Julie Campiche and her quartet have returned to the experimental jazz scene with the release of their sophomore album You Matter, which came out 4th November 2022 after several years of writing and travelling. Jazz harpist, vocalist, arranger, composer, and electronic music producer… Julie Campiche does it all. She has an innovative streak, which moulds her music in beautiful and unusual ways. The Julie Campiche Quartet was formed in 2016 by bringing together some of the most exciting Swiss musicians on the scene. They enjoy intertwining electronic sounds with more organic timbres, creating a progressive jazz style that expands the boundaries of what we’ve heard before.

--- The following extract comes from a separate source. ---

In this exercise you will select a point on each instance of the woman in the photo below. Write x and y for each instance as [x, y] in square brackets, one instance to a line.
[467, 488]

You Matter builds outwards from its emotive core of harp and saxophone. The album features Leo Fumagalli on saxophone, Hagmann on double bass, and drummer Clemens Kuratle alongside Campiche’s stunning harp and vocals. The album combines seven tracks which touch on various prominent issues in our day and age, including climate change, the mistreatment of refugees and the undervalued power of women. Campiche outlines:
We can feel overwhelmed by everything happening in the world, especially the climate crisis and what it all does for us. We can easily lose the impression that our actions count or have consequences. The idea is to reconnect with ourselves; with the feeling that we can impact our world; that our actions are important and meaningful. What I’m trying to do as an artist is to create a link between the big and the small, the intimate and the societal. We all matter, You Matter, so don’t give up, we can all make a difference.

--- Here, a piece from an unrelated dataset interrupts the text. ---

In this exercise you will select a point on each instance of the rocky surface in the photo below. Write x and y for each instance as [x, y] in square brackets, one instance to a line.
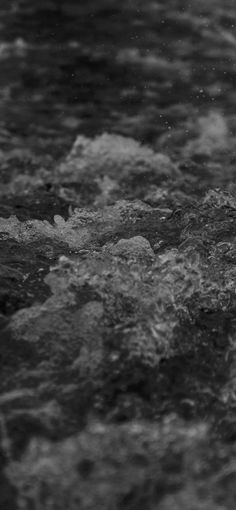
[117, 255]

The first track ‘Aquarius’ begins with a moody introduction based on a resounding drone. Campiche cleverly creates an atmospheric arrangement with echoing sound effects and repetitive patterns in each instrumental line, which gradually build to a climactic and gripping moment. The structure is almost through-composed in nature, with each instrument taking its turn to solo as it comes, establishing a strong relationship between all the musicians. The saxophone solo is a particular point of interest in this track, with its distorted and synthesised tone demonstrating the group’s innovative work with sound experimentation.

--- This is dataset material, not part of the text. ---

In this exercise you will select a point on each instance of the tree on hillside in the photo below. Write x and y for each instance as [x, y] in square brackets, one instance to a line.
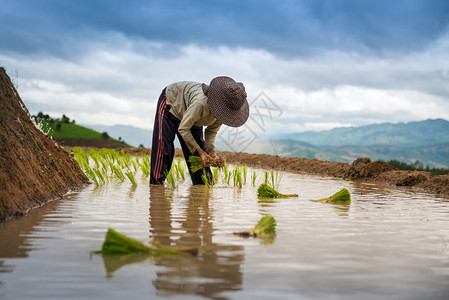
[65, 119]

The ensemble’s electrifying chemistry is further emphasised through the call and response and interlocking polyphonic textures that dominate each track. Alongside the textural interest, the group take us through modulations, newfound motifs and developing rhythmic patterns; there is instantly a lot to be excited about with the Julie Campiche Quartet.
‘Fridays of Hope’ is the most politically driven track on the album. Campiche moulds the musical material around samples from Greta Thunberg’s speech at the U.N. Climate Action Summit in 2019. Several phrases are continuously repeated: ‘wake up’, ‘I wanted to act’, and ‘I wanted to panic’; this overall urgent tone is translated into the music through spooky and sci-fi-like instrumentation. The arrangement is striking and is a wonderful example of how music can be used for social and political reform.
‘The Underestimated Power’ also portrays a remarkable message; it touches on the unmistakable strength and power that women hold in our society. The track is haunting and cleverly plays on the contrasts between sound and silence to evoke emotion in the listener.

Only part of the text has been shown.